Dr Makarius Lalika told a meeting organised last week by the World-Wide Fund (WWF) Tanzania in Musoma for stakeholders in environmental conservation that the Mara River basin has a huge contribution to the healthy lives of human beings and other living organisms in Africa’s largest freshwater landmass, Lake Victoria.
WWF has been in the forefront for conservation, sustainable and equitable use and restoration of freshwater resources and ecological processes in the Mara River basin under the Mara River Basin Management Initiative for Tanzania and Kenya.
Presenting a paper on his research that he conducted on the conservation of Mara River catchment area, Dr Lalika said environmental protection has special significance not only on the restoration of the area’s ecological balance, but also its presence has a direct impact on preventing waste from entering the sprawling Lake Victoria.

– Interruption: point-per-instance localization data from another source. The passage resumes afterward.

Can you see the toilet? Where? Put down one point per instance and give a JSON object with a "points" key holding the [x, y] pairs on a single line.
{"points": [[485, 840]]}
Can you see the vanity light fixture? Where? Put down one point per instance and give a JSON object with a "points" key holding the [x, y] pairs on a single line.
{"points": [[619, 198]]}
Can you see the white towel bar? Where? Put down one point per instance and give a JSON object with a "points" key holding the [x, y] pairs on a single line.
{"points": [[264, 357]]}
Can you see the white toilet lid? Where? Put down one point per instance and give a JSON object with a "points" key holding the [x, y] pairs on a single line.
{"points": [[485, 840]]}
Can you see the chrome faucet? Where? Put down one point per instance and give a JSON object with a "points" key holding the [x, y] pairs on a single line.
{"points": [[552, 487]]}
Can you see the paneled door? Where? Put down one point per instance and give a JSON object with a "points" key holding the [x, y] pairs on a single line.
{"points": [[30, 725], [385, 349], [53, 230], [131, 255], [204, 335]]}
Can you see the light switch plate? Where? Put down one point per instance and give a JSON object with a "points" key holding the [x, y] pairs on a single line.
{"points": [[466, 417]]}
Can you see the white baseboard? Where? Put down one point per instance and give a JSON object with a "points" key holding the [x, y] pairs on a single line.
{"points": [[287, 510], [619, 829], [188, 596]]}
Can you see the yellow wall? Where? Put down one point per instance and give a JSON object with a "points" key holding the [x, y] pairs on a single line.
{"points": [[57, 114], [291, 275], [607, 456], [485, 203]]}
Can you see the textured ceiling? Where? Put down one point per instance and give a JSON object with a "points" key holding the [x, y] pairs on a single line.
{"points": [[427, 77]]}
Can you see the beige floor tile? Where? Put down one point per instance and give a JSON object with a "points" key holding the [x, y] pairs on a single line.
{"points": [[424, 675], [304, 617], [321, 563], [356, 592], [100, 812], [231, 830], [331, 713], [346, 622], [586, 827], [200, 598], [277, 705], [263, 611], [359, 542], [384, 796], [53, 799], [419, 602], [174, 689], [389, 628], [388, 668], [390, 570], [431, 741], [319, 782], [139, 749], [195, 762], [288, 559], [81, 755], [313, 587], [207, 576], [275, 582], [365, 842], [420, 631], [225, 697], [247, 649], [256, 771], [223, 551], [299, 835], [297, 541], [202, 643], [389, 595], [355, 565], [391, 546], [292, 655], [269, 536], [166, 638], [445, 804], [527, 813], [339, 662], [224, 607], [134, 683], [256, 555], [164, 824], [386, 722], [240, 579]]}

He said if this catchment area with its wetlands was non-existent, all kinds of waste matter would have entered Lake Victoria and adversely affecting living organisms like fishes, which are the source of the health and economy of the majority people along the lake.

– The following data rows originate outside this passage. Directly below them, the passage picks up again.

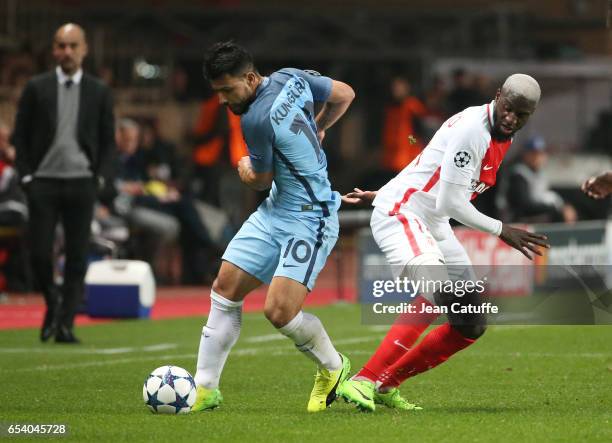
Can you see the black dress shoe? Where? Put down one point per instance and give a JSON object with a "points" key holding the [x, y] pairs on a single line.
{"points": [[65, 335], [49, 326], [47, 332]]}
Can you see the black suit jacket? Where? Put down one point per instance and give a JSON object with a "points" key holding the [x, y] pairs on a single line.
{"points": [[36, 123]]}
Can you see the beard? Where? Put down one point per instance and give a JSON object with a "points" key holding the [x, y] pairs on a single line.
{"points": [[242, 107], [239, 108]]}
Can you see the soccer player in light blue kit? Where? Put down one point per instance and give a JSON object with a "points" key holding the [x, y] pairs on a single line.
{"points": [[286, 241]]}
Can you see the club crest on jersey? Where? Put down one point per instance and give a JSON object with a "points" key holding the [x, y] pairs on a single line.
{"points": [[478, 187], [462, 159]]}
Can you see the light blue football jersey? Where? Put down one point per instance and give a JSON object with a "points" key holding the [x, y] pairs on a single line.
{"points": [[281, 136]]}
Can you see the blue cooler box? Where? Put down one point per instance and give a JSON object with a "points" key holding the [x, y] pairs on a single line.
{"points": [[120, 289]]}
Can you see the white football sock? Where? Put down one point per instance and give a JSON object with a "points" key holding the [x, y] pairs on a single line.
{"points": [[218, 336], [309, 336]]}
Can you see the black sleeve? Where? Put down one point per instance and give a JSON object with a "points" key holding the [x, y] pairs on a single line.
{"points": [[24, 127]]}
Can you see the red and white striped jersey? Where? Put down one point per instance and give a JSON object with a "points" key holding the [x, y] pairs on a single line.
{"points": [[461, 152]]}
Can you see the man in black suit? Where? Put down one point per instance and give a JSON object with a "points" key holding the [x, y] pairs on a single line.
{"points": [[64, 137]]}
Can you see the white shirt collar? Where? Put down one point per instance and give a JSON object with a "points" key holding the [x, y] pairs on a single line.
{"points": [[491, 113], [62, 78]]}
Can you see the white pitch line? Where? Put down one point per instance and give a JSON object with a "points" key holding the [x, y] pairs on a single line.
{"points": [[282, 351], [94, 351]]}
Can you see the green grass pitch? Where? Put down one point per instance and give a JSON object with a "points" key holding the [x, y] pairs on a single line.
{"points": [[515, 384]]}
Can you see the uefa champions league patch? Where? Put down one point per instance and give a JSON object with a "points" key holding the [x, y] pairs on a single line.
{"points": [[462, 159]]}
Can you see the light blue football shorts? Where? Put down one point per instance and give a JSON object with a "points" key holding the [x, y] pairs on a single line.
{"points": [[280, 243]]}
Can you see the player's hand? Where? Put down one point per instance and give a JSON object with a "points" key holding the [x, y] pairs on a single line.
{"points": [[598, 187], [244, 168], [523, 241], [359, 197]]}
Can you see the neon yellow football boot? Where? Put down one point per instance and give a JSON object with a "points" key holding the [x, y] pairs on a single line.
{"points": [[394, 400], [207, 399], [326, 383], [359, 392]]}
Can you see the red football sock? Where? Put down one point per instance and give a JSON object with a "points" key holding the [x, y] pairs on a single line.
{"points": [[435, 348], [402, 335]]}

“The presence of this basin, especially the wetlands, helps in filtering water and preventing waste which would have badly affected the lives of human beings and living organisms downstream,” Dr Lalika said.
Mara River basin covers a surface of 13,325 sq. kms, of which 65 per cent is located in Kenya and 35 per cent in Tanzania.
The basin is among the most important river basins in East Africa as it traverses the world-famous Maasai Mara-Serengeti ecosystem, one of the seven natural wonders of the world boasting of wildebeest migration annually.